Über den Begriff der Geschichte sollte Benjamins letzter Text sein. Die Thesen lassen sich auf die Zeit zwischen 1939 und 1940 datieren. Die gescheiterte Flucht aus Frankreich vor der Verfolgung der Nationalsozialisten zwang Benjamin im September 1940  Selbstmord zu begehen. Berichten zufolge sollen die Grenzbeamten an der spanisch-französischen Grenze, die tags zuvor seiner Gruppe den Grenzübertritt verwehrten, so beeindruckt von der Tat Benjamins (Selbstmord aus schierer Verzweiflung) gewesen sein, dass sie dem Rest der Gruppe einen Tag darauf die Flucht vor den Verfolgern nach Spanien ermöglichten. Auf Umwegen gelangte das Manuskript zunächst an Hannah Arendt, die es dann – letztlich widerwillig – an die Köpfe der Frankfurter Schule, Adorno und Horkheimer, mittlerweile im amerikanischen Exil, weiterleitete. Allein die Geschichte dieses Textes hätte das Potential, eine Chronik des Leidens zu schreiben.

Es mag perfide sein, Benjamins Gedanken mit seiner eigenen Biographie zu kontrastieren. Doch in seinem Entschluss, Selbstmord zu begehen – er litt ohnehin seit seiner Kindheit an einem Herzleiden, war schlecht zu Fuß, der erneute Anstieg über einen unbefestigten Pfad über die Grenze war ihm unmöglich – tritt er als homo patiens seine Hoffnung auf Erlösung ab. Ob ihm die geplante Emigration in die USA geglückt wäre, kann im Nachhinein sowieso nicht entschieden werden. Dabei erfährt Benjamin die schicksalhafte Tragik seines eigenen Begriffs der Geschichte: sein individuelles Leid (Emigration, chronische finanzielle Probleme, Verfolgung durch die Gestapo, Trennung von seinem familiären und freundschaftlichen Umfeld) fügt sich in eine Kette aus unzählbaren Einzelschicksalen.
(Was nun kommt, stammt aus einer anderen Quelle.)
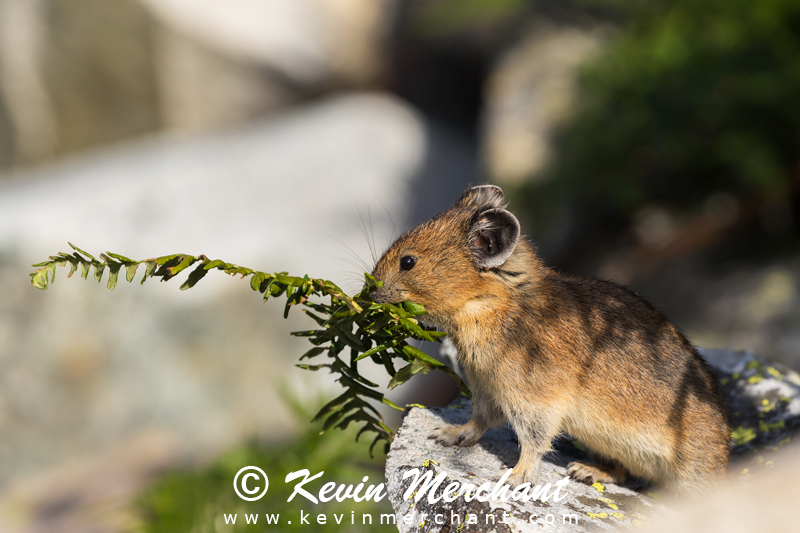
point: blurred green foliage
(691, 98)
(198, 500)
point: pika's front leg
(483, 417)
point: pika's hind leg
(484, 416)
(600, 469)
(535, 435)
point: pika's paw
(591, 473)
(518, 477)
(455, 436)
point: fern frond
(365, 329)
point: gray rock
(83, 369)
(764, 400)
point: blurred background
(653, 144)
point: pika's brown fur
(551, 353)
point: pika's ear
(492, 237)
(482, 197)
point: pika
(551, 353)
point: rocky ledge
(764, 404)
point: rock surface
(764, 401)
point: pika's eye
(407, 262)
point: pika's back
(552, 353)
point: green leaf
(392, 404)
(150, 269)
(113, 274)
(194, 276)
(372, 351)
(121, 258)
(404, 374)
(87, 254)
(98, 271)
(130, 271)
(313, 352)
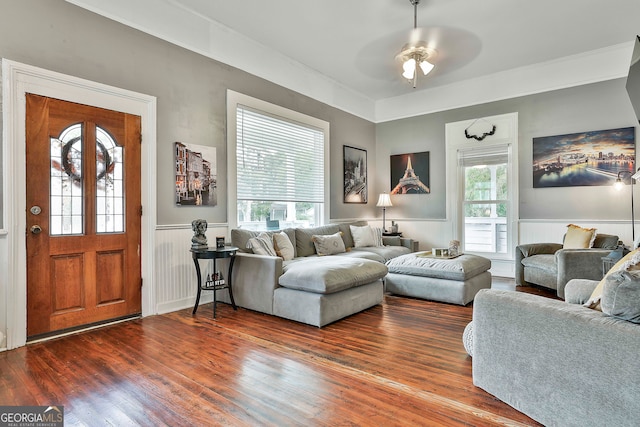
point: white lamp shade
(384, 200)
(409, 68)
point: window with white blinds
(278, 169)
(486, 198)
(278, 159)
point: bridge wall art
(584, 159)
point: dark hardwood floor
(401, 363)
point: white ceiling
(349, 46)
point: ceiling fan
(416, 54)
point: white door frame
(18, 80)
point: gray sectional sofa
(313, 289)
(559, 362)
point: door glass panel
(66, 212)
(485, 208)
(109, 184)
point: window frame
(506, 135)
(235, 98)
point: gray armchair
(548, 265)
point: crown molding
(590, 67)
(171, 22)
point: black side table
(214, 285)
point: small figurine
(199, 239)
(454, 248)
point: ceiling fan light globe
(426, 67)
(409, 68)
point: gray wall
(190, 88)
(597, 106)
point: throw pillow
(283, 246)
(262, 244)
(377, 236)
(328, 244)
(362, 236)
(578, 237)
(621, 296)
(629, 262)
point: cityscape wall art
(584, 159)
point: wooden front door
(83, 215)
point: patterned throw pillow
(578, 237)
(283, 246)
(262, 244)
(328, 244)
(366, 236)
(630, 262)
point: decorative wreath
(479, 137)
(69, 167)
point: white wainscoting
(176, 282)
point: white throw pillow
(328, 244)
(283, 246)
(377, 236)
(262, 245)
(362, 236)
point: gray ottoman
(455, 280)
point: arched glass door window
(68, 186)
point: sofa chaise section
(290, 289)
(561, 364)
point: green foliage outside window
(478, 187)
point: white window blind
(491, 155)
(278, 159)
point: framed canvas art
(410, 173)
(355, 175)
(584, 158)
(195, 175)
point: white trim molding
(18, 80)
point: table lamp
(384, 201)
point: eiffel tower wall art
(410, 173)
(355, 175)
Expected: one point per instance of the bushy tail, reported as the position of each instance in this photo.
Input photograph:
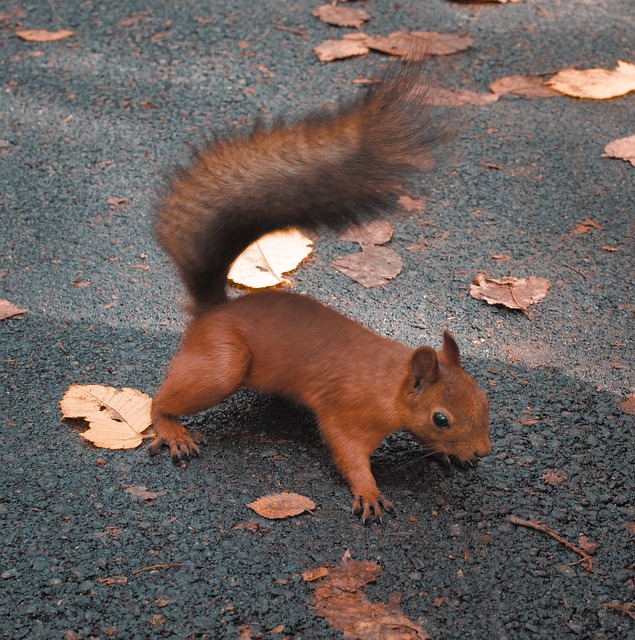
(332, 169)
Wo die deutsche Nachkriegsgesellschaft im aufkommenden Wirtschaftswunder, in Abkehr der Entnazifizierungen, im Vergessen an den so plötzlich verschwundenen jüdischen Nachbarn einen Fortschritt sieht, da sieht Benjamins Engel der Geschichte die schiere Sammlung tragischer Menschenschicksale.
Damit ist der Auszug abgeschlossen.